Monte Carlo Simulations

Token Engineers use the Monte Carlo method to simulate the consequences of various possible interactions while taking into account the probability of their occurrence. By running a large number of simulations it’s possible to stress-test the project in multiple scenarios and identify emergent risks.

Testnet Deployment

If possible, it's highly beneficial for projects to extend the testing phase even further by letting real users use the network. Idea is the same as in agent-based testing - continuous optimization based on provided metrics. Furthermore, in case the project considers airdropping its tokens, giving them to early users is a great strategy. Even though part of the activity will be disingenuine and airdrop-oriented, such strategy still works better than most.

Time Duration

Token engineering process may take from as little as 2 weeks to as much as 5 months. It depends on the project category (Layer 1 protocol will require more time, than a simple DApp), and security requirements. For example, a bank issuing its digital token will have a very low risk tolerance.

Required Skills for Token Engineering

Token engineering is a multidisciplinary field and requires a great amount of specialized knowledge. Key knowledge areas are:

  • Systems Engineering
  • Machine Learning
  • Market Research
  • Capital Markets
  • Current trends in Web3
  • Blockchain Engineering
  • Statistics


The token engineering process consists of 3 steps: Discovery Phase, Design Phase, and Deployment Phase. It’s utilized mostly by established blockchain projects, and financial institutions like the International Monetary Fund. Even though it’s a very resource-consuming process, we believe it’s worth it. Projects that went through scrupulous design and testing before launch are much more likely to receive VC funding and be in the 10% of crypto projects that survive the bear market. Going through that process also has a symbolic meaning - it shows that the project is long-term oriented.

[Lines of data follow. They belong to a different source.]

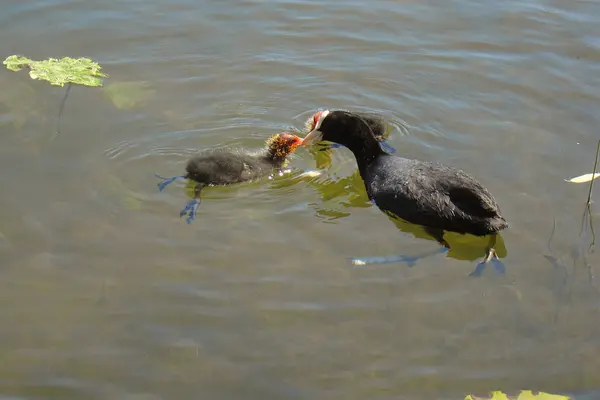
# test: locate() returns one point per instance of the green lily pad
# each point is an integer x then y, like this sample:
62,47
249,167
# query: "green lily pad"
126,95
524,395
81,71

If you're looking to create a robust tokenomics model and go through institutional-grade testing please reach out to Our team is ready to help you with the token engineering process and ensure your project’s resilience in the long term.


What does token engineering process look like?

  • Token engineering process is conducted in a 3-step methodical fashion. This includes Discovery Phase, Design Phase, and Deployment Phase. Each of these stages should be tailored to the specific needs of a project.

Is token engineering meant only for big projects?

  • We recommend that even small projects go through a simplified design and optimization process. This increases community's trust and makes sure that the tokenomics doesn't have any obvious flaws.

How long does the token engineering process take?

  • It depends on the project and may range from 2 weeks to 5 months.